It is very very simple.  kexec does not guarantee what comes after it.

An optimization that skips flushing because the hardware write cache can
be trusted is fine.  An optimization that skips flushing because some
later kernel will take care of it is not.

I really don't see any room in there for distinguishing between which
kind of shutdown and/or kexec we are doing.  Either the hardware handles
it or it doesn't.

If the hardware doesn't handle everything than we need to handle it in
software.

Eric
Mauricio Faria de Oliveira March 6, 2017, 2:52 p.m. UTC | #11
On 02/12/2017 07:49 PM, Anton Blanchard wrote:
> We see lpfc devices regularly fail during kexec. Fix this by adding
> a shutdown method which mirrors the remove method.

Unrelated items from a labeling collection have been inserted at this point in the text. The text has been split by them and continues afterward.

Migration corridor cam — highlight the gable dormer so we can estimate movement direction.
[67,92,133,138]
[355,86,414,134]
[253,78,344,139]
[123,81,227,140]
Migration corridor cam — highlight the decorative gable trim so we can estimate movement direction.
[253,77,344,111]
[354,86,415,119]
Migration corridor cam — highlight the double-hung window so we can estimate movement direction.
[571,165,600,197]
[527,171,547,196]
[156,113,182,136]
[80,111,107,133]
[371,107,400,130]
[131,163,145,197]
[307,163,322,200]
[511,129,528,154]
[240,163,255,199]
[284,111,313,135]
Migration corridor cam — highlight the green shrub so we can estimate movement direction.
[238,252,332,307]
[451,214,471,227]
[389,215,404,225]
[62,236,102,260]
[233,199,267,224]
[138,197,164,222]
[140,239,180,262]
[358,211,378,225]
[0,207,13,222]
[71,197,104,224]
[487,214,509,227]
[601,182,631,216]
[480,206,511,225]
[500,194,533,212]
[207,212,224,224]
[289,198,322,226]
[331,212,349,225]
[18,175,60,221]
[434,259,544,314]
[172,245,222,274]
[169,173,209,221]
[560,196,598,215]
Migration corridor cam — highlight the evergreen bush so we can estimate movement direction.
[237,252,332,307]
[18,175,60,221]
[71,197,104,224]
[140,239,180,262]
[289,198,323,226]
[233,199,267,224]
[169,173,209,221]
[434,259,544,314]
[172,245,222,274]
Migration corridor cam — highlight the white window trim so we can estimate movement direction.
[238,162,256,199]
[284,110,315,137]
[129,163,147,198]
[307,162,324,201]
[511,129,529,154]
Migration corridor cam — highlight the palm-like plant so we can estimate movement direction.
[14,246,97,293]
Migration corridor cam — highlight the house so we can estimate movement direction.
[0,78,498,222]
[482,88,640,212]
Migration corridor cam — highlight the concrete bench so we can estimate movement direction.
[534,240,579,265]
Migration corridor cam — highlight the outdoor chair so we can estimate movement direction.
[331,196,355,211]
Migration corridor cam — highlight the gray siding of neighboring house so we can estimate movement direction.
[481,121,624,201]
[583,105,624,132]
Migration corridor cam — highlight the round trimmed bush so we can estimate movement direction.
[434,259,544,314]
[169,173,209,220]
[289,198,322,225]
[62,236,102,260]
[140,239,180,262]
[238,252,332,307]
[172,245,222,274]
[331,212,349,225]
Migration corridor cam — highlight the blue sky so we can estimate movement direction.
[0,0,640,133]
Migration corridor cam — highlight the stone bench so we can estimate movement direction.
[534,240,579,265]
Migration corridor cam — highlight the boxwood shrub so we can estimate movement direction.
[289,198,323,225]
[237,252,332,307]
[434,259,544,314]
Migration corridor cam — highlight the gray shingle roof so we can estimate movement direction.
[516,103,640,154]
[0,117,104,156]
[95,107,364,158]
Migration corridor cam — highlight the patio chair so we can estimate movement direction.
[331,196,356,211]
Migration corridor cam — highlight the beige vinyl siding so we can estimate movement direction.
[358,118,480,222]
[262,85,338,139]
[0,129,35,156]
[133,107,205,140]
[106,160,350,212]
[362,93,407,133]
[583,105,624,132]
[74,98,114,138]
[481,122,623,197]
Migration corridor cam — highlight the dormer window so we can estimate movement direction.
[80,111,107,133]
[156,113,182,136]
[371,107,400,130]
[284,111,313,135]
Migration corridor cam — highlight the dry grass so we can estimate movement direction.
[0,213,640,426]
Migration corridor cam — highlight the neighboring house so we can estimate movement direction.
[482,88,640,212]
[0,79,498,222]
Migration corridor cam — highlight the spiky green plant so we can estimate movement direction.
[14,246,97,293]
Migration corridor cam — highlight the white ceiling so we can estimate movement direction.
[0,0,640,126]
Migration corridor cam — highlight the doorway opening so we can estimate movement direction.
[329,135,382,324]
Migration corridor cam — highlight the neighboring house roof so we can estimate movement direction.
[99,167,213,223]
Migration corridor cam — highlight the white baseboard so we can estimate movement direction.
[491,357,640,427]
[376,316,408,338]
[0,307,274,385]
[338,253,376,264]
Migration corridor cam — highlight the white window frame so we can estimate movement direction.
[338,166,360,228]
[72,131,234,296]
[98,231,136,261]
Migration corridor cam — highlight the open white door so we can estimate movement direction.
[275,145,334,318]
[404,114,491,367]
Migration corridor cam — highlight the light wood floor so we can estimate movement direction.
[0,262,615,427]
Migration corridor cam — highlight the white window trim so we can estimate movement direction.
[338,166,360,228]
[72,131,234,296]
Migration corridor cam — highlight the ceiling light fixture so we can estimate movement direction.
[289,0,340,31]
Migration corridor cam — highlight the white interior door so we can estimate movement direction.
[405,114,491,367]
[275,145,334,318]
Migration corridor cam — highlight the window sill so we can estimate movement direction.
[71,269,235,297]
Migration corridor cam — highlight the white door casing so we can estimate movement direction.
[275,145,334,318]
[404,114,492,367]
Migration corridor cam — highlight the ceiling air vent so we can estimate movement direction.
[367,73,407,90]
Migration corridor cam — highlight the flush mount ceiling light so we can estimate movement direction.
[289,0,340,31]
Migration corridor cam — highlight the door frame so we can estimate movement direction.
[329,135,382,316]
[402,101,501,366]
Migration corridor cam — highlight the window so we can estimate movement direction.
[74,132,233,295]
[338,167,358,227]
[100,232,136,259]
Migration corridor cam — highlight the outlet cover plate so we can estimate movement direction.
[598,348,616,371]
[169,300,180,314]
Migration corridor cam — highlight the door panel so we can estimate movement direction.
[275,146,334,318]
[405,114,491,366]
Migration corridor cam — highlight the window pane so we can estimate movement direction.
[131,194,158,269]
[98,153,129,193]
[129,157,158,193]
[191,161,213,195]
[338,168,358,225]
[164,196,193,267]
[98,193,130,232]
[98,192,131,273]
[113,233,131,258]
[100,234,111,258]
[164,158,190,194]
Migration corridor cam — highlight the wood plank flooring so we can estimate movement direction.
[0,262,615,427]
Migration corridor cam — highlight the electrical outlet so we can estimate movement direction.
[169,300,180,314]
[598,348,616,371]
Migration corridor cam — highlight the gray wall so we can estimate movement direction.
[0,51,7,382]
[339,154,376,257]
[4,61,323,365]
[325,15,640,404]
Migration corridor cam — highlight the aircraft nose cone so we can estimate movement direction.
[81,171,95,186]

Reviewed-by: Mauricio Faria de Oliveira <mauricfo@linux.vnet.ibm.com>
Tested-by: Mauricio Faria de Oliveira <mauricfo@linux.vnet.ibm.com>

@mkp, @jejb: may you please flag this patch for stable?  Thank you.

This patch fixes a problem of some adapter ports going offline after
reboot on the following adapter, at least:

     [10df:f100] Saturn-X: LightPulse Fibre Channel Host Adapter

     # dmesg | grep lpfc
     ...
     [   61.676728] lpfc 0003:12:00.0: 6:0442 Adapter failed to init,
     mbxCmd x88 CONFIG_PORT, mbxStatus x0 Data: x0
     [   92.766717] lpfc 0003:12:00.0: 6:0442 Adapter failed to init,
     mbxCmd x88 CONFIG_PORT, mbxStatus x0 Data: x0
     [  123.856717] lpfc 0003:12:00.0: 6:0442 Adapter failed to init,
     mbxCmd x88 CONFIG_PORT, mbxStatus x0 Data: x0
     ...
Martin K. Petersen March 7, 2017, 3:46 a.m. UTC | #12
>>>>> "Mauricio" == Mauricio Faria de Oliveira <mauricfo@linux.vnet.ibm.com> writes:

Mauricio> On 02/12/2017 07:49 PM, Anton Blanchard wrote:
>> We see lpfc devices regularly fail during kexec. Fix this by adding a
>> shutdown method which mirrors the remove method.

Mauricio> @mkp, @jejb: may you please flag this patch for stable?  Thank
Mauricio> you.

I don't recall a consensus being reached on this patch.
Benjamin Herrenschmidt March 7, 2017, 5:24 a.m. UTC | #13
On Mon, 2017-03-06 at 22:46 -0500, Martin K. Petersen wrote:
> > > > > > "Mauricio" == Mauricio Faria de Oliveira <mauricfo@linux.vn
> > > > > > et.ibm.com> writes:
> 
> Mauricio> On 02/12/2017 07:49 PM, Anton Blanchard wrote:
> > > We see lpfc devices regularly fail during kexec. Fix this by
> > > adding a
> > > shutdown method which mirrors the remove method.
> 
> Mauricio> @mkp, @jejb: may you please flag this patch for
> stable?  Thank
> Mauricio> you.
> 
> I don't recall a consensus being reached on this patch.

What would be the opposition ? Without it kexec breaks. With it, it
works ...

Now we all seem to agree that kexec should be overhauled to not use
shutdown but instead unbind drivers, but that's a more long term
project that nobody yet had a chance to tackle.

In the meantime, some systems need a functioning kexec to boot.

Cheers,
Ben.
Mauricio Faria de Oliveira March 7, 2017, 12:51 p.m. UTC | #14
Martin,

On 03/07/2017 02:24 AM, Benjamin Herrenschmidt wrote:

> On Mon, 2017-03-06 at 22:46 -0500, Martin K. Petersen wrote:
>> I don't recall a consensus being reached on this patch.

> What would be the opposition ? Without it kexec breaks. With it, it
> works ...

That is the argument I'd present/ask for consideration too.

I think I should have included this in the tested-by tag email, for
documentation/evidence: no regression observed in system shutdown path.

Thanks,
Martin K. Petersen March 8, 2017, 1:29 a.m. UTC | #15
>>>>> "Mauricio" == Mauricio Faria de Oliveira <mauricfo@linux.vnet.ibm.com> writes:

Mauricio> I think I should have included this in the tested-by tag
Mauricio> email, for documentation/evidence: no regression observed in
Mauricio> system shutdown path.

Applied to 4.11/scsi-fixes.
diff mbox

Patch

diff --git a/drivers/scsi/lpfc/lpfc_init.c b/drivers/scsi/lpfc/lpfc_init.c
index 4776fd8..10f75ad 100644
--- a/drivers/scsi/lpfc/lpfc_init.c
+++ b/drivers/scsi/lpfc/lpfc_init.c
@@ -11447,6 +11447,7 @@  static struct pci_driver lpfc_driver = {
 	.id_table	= lpfc_id_table,
 	.probe		= lpfc_pci_probe_one,
 	.remove		= lpfc_pci_remove_one,
+	.shutdown	= lpfc_pci_remove_one,
 	.suspend        = lpfc_pci_suspend_one,
 	.resume		= lpfc_pci_resume_one,
 	.err_handler    = &lpfc_err_handler,